A pesar de que no sea así en este caso particular, estos mueblecitos conformaban a menudo el ajuar de las casas de muñecas, un juguete de niñas ricas que, por el Sur no se estilaba mucho. Lo que sí hacíamos todas de pequeñas era jugar a las casitas, reproduciendo las futuras tareas de las futuras amas de casa, o, como dirían los modernos didactas, aprendiendo mediante role playing. Yo casi siempre prefería jugar a indios y vaqueros con mis vecinos, pero ello no eliminó de mi universo de diversión y aprendizaje a las muñecas o las baterías de cocina de lata y las minivajillas de porcelana. Todos estos juegos me iban preparando casi inconscientemente para una vida real en la que los mandatos de género me habían reservado el papel de esposa y madre que he acabado desempeñando (y muchos más, afortunadamente, aún a costa de multiplicar jornadas). María Montessori, conocedora de la permeabilidad del período sensible de la infancia para este tipo de aprendizajes, diseñó en su propuesta pedagógica un rincón de vida práctica en sus aulas, en el que niños y niñas juegan a desarrollar actividades esenciales en un hogar: cuidado de bebés, limpieza, comida, lavado de la ropa, planchado, etc., trasladando la casa a la escuela. La Sección Femenina del Movimiento, órgano rector de las enseñanzas femeninas durante el franquismo, montó igualmente Escuelas del Hogar: Economía Doméstica, Crianza, Corte y Confección eran algunas de las asignaturas programadas para entrenar a las muchachas en “sus labores” cuando ya no se trataba de un juego.

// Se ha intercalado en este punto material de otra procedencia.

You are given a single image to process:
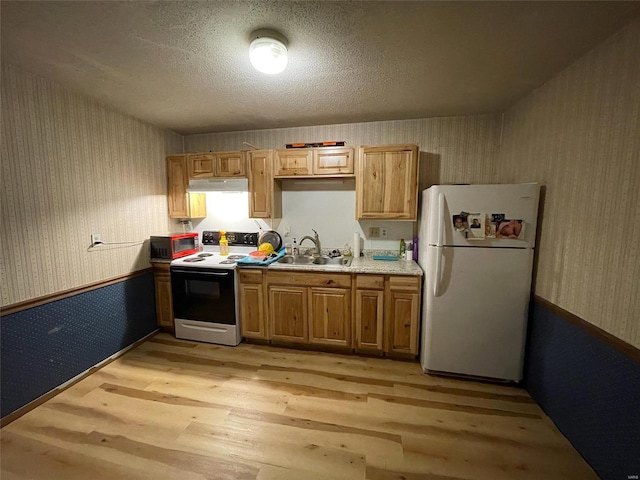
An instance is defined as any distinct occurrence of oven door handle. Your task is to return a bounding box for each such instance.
[171,268,231,276]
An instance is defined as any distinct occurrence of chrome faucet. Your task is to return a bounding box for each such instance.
[299,229,321,257]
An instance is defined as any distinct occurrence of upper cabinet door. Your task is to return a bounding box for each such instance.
[312,147,354,175]
[167,155,190,218]
[356,144,419,220]
[247,150,275,218]
[188,153,215,178]
[274,149,313,176]
[216,151,246,177]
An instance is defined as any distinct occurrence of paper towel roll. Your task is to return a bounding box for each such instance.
[353,232,361,258]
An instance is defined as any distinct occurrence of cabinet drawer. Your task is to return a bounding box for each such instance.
[238,269,263,283]
[389,275,421,292]
[267,271,351,288]
[356,275,384,290]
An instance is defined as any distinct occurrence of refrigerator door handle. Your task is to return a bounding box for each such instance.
[434,246,442,296]
[437,192,445,247]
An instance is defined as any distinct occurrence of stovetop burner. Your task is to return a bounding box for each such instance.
[183,257,205,262]
[198,253,213,257]
[218,254,247,265]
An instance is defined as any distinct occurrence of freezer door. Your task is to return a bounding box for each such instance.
[421,246,533,382]
[424,184,540,248]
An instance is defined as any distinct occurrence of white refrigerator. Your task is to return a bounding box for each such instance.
[418,183,540,382]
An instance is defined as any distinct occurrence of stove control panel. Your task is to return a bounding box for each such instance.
[202,231,258,247]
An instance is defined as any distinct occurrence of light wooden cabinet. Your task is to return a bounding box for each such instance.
[274,147,355,177]
[216,151,246,177]
[274,149,313,176]
[309,287,351,347]
[151,261,174,332]
[243,268,420,356]
[188,151,246,179]
[238,269,266,339]
[247,150,281,219]
[167,155,206,219]
[355,274,421,355]
[356,144,419,220]
[269,286,308,343]
[188,153,216,178]
[354,275,385,352]
[385,276,421,355]
[266,271,351,347]
[313,147,354,175]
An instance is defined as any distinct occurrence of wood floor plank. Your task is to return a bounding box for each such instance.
[225,410,405,469]
[366,465,471,480]
[392,383,541,417]
[1,430,201,480]
[144,378,290,415]
[256,464,353,480]
[177,420,366,480]
[284,396,568,448]
[1,333,596,480]
[400,433,599,480]
[368,393,541,419]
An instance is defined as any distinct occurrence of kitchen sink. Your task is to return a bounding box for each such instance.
[277,255,352,267]
[277,255,315,264]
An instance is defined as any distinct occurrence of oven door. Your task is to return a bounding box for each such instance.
[171,267,236,324]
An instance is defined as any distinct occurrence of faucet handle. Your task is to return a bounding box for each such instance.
[312,229,318,238]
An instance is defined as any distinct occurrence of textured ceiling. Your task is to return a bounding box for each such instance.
[2,1,639,134]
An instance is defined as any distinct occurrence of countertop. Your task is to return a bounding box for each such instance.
[244,255,423,276]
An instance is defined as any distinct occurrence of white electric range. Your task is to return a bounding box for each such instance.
[170,230,259,346]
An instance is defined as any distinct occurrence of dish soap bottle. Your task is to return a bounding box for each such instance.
[399,238,406,259]
[219,230,229,256]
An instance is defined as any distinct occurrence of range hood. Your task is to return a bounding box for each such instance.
[187,178,249,193]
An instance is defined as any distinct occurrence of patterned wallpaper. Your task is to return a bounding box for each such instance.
[185,115,502,187]
[1,65,183,307]
[498,18,640,347]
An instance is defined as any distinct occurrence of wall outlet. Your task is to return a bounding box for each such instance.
[91,233,102,246]
[369,227,380,238]
[381,227,388,238]
[284,225,291,237]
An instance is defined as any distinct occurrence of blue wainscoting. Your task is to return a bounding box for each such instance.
[525,300,640,480]
[1,272,158,419]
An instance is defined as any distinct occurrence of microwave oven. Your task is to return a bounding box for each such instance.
[150,233,199,259]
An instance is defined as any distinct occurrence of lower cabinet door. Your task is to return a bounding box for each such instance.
[268,286,308,343]
[355,289,384,351]
[308,287,351,347]
[386,291,420,354]
[239,283,266,339]
[153,265,174,331]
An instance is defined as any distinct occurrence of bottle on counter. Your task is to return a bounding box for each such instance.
[404,241,413,261]
[219,230,229,256]
[292,238,299,255]
[399,238,406,259]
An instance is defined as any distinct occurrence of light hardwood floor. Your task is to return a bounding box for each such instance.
[1,333,597,480]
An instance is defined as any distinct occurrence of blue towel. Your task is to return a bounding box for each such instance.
[237,248,285,266]
[372,255,399,261]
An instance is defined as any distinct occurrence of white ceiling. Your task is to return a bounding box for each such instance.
[2,1,639,135]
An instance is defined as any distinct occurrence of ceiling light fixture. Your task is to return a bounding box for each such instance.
[249,28,288,74]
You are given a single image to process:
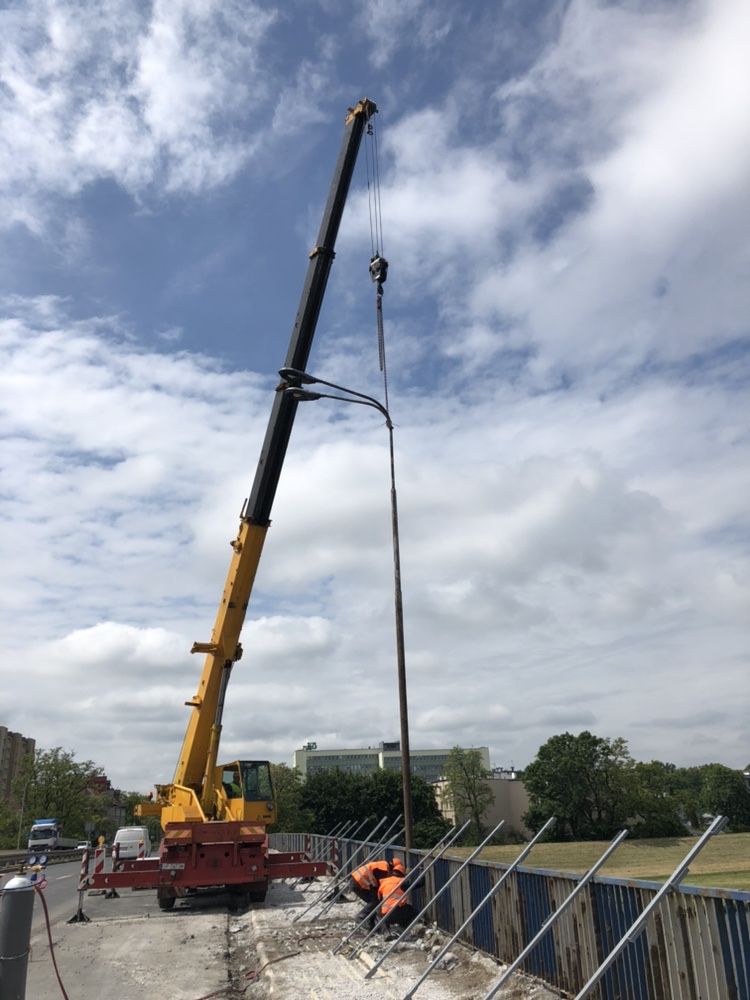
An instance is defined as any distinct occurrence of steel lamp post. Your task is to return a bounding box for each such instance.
[280,367,415,853]
[16,781,31,851]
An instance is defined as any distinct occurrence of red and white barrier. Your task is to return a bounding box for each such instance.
[77,848,90,890]
[105,843,121,899]
[93,846,106,878]
[86,846,107,895]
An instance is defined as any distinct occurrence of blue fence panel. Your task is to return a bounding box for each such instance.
[734,897,750,999]
[468,863,495,953]
[516,869,556,983]
[430,858,453,932]
[270,833,750,999]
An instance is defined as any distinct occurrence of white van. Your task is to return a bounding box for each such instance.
[113,826,151,860]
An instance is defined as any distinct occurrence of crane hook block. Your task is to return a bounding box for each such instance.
[369,255,388,286]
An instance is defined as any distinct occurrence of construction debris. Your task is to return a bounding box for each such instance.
[232,878,561,1000]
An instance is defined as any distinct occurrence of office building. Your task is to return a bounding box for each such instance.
[293,741,491,785]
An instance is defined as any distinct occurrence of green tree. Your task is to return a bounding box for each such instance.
[697,764,750,831]
[409,773,449,847]
[444,747,493,839]
[121,791,147,825]
[119,791,161,843]
[628,761,689,838]
[366,769,449,848]
[413,814,451,848]
[17,747,105,840]
[523,732,636,841]
[298,767,448,848]
[299,769,370,833]
[269,763,313,833]
[669,766,705,828]
[0,799,20,849]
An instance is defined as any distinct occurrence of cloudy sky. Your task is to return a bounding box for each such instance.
[1,0,748,795]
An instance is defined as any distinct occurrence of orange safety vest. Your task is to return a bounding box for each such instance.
[351,860,390,890]
[378,875,408,914]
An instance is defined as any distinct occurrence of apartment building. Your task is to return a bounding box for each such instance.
[0,725,35,801]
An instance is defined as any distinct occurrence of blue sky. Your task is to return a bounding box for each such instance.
[1,0,748,793]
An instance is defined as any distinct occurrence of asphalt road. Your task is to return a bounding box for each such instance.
[30,859,85,938]
[2,861,231,1000]
[2,858,160,944]
[1,859,83,943]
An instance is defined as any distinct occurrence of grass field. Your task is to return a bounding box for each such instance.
[447,832,750,892]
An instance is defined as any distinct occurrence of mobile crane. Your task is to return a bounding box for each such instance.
[84,98,377,910]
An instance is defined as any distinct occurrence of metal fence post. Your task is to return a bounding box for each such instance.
[482,829,629,999]
[291,815,394,923]
[0,875,35,1000]
[574,815,729,1000]
[312,822,405,921]
[401,816,556,999]
[291,821,350,890]
[365,816,509,979]
[341,820,471,958]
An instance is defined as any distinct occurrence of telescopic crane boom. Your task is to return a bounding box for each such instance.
[167,97,377,823]
[86,98,377,910]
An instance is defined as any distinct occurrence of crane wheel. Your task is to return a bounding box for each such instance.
[157,888,176,911]
[247,883,268,904]
[228,887,250,912]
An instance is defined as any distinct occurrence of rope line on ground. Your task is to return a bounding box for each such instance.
[35,884,71,1000]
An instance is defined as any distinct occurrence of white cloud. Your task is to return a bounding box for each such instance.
[0,0,277,231]
[3,291,747,789]
[355,0,452,69]
[342,0,750,384]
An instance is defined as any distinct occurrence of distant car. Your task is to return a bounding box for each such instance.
[76,842,90,851]
[112,826,151,860]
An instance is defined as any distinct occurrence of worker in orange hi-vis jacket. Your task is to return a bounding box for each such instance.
[350,858,405,921]
[372,867,416,931]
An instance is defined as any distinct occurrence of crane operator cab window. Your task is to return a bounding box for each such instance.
[222,766,243,799]
[240,761,273,802]
[221,762,273,803]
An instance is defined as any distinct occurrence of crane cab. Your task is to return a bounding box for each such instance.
[217,760,277,825]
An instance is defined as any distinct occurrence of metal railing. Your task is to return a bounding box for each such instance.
[272,829,750,1000]
[0,850,80,874]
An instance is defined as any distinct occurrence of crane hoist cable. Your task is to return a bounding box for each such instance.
[366,115,390,412]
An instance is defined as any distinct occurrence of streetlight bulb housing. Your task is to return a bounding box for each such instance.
[278,367,318,386]
[283,387,323,402]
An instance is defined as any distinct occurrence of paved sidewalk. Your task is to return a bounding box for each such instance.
[26,907,229,999]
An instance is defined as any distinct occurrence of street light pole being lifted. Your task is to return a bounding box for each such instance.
[280,372,415,852]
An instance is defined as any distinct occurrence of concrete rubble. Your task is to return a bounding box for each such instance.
[225,879,560,1000]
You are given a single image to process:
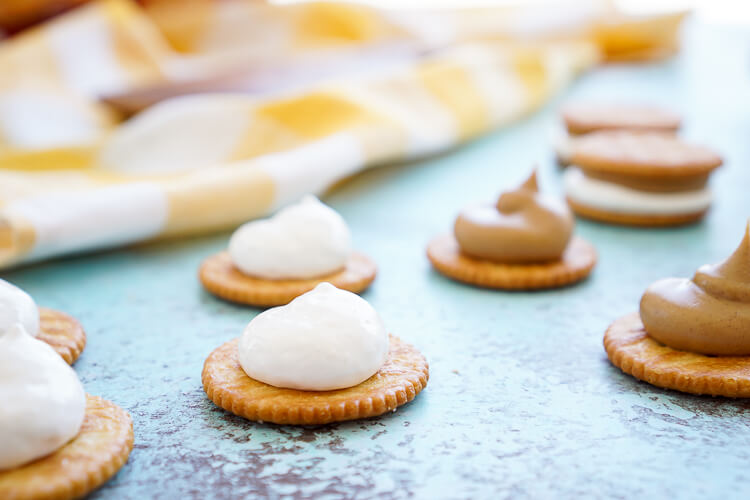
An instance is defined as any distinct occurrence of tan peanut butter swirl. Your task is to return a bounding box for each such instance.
[640,221,750,355]
[453,171,574,263]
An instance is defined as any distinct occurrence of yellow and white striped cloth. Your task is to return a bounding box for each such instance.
[0,0,684,268]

Camitas para acostar muñecos, ropita cosida (o pegada) a su medida, tacitas para tomar un té de mentira, ollitas en miniatura para cocinar manjares imaginarios… hogares de juguete que fueron instrumentos para la construcción de nuestra identidad femenina. Al menos en parte, porque las influencias educadoras ejercidas por una sociedad patriarcal son infinitas y, además, el nivel de calado varía sustancialmente de unas mujeres a otras. Sin ir más lejos, mi tía, que como dije, no pudo jugar con estas piezas sino tan solo contemplarlas y desearlas o soñar con ellas, ha sido toda su vida una perfecta ama de casa; y yo, que sí conté con muchos más juguetes de esta índole, me he rebelado contra ese esquema tradicional y procuro dedicarme a otras cosas, mientras que a las tareas domésticas les dedico el tiempo y esfuerzo mínimos, aunque sí que me marcó la impronta que hace resonar en nuestras cabezas la máxima de que “con el hogar no se juega”.

PS: Confieso que justamente hacer las camas es una obligación que cumplo a regañadientes (que lleva aparejados los valores de orden y disciplina, en los que he flaqueado a menudo) y que no he sabido transmitir a mi hijo.